Royalteen is a Netflix YA romance film where an “Average Girl” runs into the crown prince of Norway and they fall in love. But will her “Dark Past” ruin the relationship before it can even take off? Yawn. Huh? What were we talking about? <rubs sleep from eyes>
About the only really positive thing I can say about this flick is that this European prince didn’t poach an average-but-actually-beautiful American women (who probably runs a boutique bakery). There sure is a lot that going around. No, this movie keeps it Norwegian.
This flick is bland. You want your teen YA fantasy romances complete with the most average royal guy ever? Who lives the lifestyles of the apparently rich and kinda famous, I guess? You want her to have no noticeable personality traits except for the five minutes at the beginning where she sneers at the royals (and it takes about two minutes to change her mind once she meets Prince Charmless).

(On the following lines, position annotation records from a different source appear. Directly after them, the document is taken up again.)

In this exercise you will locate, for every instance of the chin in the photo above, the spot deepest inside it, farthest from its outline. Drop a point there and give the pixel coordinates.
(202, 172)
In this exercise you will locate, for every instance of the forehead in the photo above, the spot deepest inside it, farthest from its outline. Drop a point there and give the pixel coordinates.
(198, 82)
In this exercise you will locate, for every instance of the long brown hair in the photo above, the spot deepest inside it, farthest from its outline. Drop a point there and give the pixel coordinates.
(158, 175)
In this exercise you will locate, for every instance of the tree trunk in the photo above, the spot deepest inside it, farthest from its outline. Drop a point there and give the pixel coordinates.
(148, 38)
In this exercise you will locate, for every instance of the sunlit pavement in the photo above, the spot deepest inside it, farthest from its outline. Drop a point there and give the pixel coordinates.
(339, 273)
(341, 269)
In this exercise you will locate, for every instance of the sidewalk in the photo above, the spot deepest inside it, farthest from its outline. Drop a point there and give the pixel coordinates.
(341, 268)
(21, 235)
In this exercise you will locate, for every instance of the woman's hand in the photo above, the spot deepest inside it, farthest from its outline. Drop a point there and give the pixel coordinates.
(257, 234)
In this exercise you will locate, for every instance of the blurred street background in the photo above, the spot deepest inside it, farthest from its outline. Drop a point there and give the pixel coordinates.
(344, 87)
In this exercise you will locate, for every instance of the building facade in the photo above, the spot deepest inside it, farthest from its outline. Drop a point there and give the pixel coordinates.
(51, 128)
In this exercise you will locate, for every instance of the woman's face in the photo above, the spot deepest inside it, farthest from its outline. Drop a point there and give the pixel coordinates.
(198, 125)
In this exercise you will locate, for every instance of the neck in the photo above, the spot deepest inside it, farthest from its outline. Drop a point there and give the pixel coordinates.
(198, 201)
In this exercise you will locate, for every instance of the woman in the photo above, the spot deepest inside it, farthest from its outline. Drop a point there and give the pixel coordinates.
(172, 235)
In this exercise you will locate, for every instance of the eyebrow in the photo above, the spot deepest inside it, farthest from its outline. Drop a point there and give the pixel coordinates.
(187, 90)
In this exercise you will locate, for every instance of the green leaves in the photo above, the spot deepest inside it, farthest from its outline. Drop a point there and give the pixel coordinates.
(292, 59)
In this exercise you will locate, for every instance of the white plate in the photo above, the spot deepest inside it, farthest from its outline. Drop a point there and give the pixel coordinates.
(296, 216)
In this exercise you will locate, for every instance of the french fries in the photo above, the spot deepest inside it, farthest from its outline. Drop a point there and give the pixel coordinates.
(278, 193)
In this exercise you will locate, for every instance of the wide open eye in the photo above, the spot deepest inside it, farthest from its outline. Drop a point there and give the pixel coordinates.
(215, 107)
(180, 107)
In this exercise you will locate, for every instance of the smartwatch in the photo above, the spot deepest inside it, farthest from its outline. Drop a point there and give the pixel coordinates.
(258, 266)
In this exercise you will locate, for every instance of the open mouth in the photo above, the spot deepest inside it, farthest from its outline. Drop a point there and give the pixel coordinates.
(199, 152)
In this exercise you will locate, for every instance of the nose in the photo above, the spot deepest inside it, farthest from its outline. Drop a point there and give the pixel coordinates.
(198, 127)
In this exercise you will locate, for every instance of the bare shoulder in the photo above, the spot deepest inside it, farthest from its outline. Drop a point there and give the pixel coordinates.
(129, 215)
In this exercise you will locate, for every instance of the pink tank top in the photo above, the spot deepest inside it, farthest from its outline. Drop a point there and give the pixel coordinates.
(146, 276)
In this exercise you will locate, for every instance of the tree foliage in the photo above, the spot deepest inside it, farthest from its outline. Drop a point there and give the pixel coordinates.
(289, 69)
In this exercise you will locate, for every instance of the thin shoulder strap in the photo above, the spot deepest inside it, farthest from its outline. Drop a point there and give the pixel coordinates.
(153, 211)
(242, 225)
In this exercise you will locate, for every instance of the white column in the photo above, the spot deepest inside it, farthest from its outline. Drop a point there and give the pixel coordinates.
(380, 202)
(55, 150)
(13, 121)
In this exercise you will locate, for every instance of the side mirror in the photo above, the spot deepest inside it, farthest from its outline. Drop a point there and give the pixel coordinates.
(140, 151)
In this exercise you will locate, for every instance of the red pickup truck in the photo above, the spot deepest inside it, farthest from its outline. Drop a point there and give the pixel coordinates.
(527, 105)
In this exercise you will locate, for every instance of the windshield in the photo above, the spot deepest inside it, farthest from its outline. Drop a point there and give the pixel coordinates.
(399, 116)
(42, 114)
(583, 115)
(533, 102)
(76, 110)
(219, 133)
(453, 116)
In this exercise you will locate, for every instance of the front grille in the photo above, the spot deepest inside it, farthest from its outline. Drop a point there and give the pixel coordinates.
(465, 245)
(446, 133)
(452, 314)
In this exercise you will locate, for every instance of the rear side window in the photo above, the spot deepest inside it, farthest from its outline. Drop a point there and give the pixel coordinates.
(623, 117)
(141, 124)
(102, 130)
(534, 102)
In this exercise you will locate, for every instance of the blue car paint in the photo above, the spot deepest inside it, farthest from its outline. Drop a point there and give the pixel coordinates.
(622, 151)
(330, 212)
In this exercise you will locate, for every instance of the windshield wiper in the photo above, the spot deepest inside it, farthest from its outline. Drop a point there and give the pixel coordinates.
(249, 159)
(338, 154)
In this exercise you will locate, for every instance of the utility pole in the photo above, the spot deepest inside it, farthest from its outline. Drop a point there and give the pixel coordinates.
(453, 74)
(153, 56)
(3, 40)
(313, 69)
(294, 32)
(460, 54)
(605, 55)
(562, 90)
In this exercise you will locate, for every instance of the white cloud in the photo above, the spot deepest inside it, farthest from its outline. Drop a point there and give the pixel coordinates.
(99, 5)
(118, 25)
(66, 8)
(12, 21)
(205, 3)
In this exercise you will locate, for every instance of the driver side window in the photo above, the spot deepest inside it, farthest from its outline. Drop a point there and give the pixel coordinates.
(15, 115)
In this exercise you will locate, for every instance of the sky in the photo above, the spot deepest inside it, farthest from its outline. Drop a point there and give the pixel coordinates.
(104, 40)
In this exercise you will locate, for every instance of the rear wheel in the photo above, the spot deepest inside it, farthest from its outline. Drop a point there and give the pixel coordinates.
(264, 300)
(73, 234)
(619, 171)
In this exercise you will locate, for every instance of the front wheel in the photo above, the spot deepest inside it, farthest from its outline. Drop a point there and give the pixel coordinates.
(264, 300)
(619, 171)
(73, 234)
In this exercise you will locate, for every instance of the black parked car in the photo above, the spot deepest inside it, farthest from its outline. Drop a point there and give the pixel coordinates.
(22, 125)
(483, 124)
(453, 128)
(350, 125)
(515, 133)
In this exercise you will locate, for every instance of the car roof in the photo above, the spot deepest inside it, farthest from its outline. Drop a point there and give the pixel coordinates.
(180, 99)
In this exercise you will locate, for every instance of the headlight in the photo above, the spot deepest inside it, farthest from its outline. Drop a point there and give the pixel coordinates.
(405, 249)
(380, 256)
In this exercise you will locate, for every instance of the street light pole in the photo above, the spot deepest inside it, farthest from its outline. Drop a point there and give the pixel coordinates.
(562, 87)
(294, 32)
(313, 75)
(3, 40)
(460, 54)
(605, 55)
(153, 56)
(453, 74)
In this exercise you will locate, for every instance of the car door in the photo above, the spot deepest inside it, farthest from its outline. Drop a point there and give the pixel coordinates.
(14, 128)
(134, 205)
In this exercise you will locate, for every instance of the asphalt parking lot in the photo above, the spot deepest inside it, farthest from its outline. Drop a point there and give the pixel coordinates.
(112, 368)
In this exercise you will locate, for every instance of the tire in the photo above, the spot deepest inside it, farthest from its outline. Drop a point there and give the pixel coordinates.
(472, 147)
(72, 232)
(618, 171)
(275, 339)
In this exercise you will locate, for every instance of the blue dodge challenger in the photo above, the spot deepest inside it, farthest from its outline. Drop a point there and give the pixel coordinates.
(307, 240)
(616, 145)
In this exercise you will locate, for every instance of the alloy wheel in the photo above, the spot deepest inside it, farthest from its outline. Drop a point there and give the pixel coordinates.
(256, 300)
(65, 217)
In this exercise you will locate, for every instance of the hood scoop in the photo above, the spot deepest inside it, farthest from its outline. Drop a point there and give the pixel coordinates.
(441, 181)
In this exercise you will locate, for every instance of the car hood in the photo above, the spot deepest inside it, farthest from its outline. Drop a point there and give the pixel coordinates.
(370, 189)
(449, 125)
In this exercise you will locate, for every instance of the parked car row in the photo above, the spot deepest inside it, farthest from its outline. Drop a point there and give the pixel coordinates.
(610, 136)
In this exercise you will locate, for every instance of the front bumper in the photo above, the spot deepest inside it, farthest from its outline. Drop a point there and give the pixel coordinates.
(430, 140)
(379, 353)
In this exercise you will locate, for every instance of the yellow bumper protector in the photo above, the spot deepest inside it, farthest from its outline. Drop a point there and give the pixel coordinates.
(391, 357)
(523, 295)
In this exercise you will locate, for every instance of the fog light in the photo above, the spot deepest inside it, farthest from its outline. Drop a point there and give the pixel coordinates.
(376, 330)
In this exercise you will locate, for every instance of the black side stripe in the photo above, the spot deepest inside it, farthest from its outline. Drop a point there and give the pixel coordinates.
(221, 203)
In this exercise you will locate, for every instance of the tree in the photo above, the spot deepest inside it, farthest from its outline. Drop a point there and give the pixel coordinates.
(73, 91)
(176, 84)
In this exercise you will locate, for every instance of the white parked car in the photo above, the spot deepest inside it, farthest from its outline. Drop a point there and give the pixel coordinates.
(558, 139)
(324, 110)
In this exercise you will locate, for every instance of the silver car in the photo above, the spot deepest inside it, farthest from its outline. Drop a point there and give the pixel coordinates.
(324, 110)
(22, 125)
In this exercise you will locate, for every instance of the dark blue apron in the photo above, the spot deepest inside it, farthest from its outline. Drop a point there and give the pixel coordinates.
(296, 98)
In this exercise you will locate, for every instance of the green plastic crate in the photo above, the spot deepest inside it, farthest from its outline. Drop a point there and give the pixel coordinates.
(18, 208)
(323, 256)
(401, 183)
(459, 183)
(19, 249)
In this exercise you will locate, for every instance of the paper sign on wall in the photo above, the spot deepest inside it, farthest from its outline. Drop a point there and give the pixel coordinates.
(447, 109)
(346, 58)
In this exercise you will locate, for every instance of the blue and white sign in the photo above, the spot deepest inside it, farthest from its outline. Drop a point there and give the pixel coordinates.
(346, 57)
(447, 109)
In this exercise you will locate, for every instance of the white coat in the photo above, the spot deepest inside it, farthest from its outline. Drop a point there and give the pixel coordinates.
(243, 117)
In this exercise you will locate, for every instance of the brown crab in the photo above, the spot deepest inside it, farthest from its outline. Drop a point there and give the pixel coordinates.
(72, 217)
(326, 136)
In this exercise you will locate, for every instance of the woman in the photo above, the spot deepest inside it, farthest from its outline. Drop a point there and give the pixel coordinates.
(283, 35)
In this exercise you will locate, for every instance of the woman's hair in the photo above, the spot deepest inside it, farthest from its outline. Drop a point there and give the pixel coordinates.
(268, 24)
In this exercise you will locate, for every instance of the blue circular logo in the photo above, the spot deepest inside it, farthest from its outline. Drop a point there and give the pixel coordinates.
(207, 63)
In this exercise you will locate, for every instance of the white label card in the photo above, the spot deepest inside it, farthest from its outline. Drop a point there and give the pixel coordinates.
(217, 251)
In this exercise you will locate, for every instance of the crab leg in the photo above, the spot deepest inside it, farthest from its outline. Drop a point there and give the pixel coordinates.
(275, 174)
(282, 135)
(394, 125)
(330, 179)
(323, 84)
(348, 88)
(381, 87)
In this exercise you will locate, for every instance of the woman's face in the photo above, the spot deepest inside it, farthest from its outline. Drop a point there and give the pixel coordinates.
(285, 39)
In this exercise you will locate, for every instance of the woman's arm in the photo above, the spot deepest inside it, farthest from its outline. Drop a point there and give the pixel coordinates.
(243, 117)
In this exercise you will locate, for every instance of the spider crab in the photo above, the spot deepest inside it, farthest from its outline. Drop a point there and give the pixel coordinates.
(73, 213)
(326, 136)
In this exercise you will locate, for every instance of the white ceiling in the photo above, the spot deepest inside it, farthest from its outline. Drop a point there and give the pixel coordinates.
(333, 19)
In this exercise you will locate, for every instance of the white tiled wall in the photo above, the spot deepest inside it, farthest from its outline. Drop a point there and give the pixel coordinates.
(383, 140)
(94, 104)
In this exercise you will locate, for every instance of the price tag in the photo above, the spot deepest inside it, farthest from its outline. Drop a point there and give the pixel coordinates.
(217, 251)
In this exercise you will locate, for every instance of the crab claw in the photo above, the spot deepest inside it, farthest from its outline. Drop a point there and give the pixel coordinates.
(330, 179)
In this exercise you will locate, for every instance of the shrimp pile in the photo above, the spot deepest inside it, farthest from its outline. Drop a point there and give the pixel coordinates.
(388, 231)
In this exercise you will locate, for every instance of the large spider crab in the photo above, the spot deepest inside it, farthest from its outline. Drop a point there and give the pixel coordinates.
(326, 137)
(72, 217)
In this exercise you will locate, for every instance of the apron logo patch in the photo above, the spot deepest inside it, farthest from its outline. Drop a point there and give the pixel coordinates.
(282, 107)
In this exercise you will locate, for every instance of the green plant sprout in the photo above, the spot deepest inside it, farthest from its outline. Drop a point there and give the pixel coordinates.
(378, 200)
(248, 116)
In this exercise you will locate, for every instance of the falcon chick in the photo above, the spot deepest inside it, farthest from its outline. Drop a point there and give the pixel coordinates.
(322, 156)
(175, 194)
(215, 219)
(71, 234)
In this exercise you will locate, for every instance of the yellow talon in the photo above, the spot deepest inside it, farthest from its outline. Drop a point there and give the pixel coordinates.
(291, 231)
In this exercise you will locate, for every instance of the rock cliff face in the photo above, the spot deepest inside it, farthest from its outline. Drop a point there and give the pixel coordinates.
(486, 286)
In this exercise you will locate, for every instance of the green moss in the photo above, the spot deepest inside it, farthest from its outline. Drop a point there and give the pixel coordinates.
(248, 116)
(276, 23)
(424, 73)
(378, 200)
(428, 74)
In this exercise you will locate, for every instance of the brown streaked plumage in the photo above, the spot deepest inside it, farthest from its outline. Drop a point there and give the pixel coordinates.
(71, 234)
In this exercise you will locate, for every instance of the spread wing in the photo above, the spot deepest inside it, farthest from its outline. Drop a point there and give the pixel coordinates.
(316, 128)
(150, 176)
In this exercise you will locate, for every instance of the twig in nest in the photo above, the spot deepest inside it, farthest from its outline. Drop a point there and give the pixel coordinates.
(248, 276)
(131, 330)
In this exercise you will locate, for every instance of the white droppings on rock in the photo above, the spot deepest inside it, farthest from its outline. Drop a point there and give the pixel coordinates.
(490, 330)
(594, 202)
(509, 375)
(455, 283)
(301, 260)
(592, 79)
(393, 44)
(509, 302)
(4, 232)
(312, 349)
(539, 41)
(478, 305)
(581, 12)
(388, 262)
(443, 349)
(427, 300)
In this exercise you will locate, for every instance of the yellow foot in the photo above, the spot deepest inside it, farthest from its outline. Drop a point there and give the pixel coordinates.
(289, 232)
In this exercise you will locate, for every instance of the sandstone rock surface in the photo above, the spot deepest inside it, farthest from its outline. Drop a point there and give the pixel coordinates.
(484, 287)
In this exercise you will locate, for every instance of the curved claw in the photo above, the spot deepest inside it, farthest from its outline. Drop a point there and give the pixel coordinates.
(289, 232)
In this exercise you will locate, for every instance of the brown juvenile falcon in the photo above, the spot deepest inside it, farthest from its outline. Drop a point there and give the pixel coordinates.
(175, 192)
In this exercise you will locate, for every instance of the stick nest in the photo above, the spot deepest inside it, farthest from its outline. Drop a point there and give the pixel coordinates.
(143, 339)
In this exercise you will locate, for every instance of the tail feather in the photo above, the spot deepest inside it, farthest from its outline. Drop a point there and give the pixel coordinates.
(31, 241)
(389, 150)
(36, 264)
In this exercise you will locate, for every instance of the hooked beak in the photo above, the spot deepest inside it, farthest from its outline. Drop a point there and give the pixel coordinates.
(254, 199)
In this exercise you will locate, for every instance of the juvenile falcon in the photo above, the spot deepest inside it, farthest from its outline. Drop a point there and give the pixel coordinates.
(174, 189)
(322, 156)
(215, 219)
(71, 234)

You know that point in any romance where you might roll your eyes at the plot or the dialog, but there’s something cute and charming about the two leads? Yeah, this movie doesn’t have that.
There is a surprise near the end of the movie that is half-way decent only because it subverts the very boring secret the film had been setting up. And that’s only good because the original Dark Past storyline was so aggressively high school I thought the Breakfast Club would show up and dance to an 80s hit. It doesn’t save the movie but at least it gives it teeth… or maybe just a single tooth (and not even a fang).
If you’ve even noticed this release, might as well keep doomscrolling past it to something infinitely better. It’s so aggressively bland and boring that it doesn’t rank the effort to even write this much about it.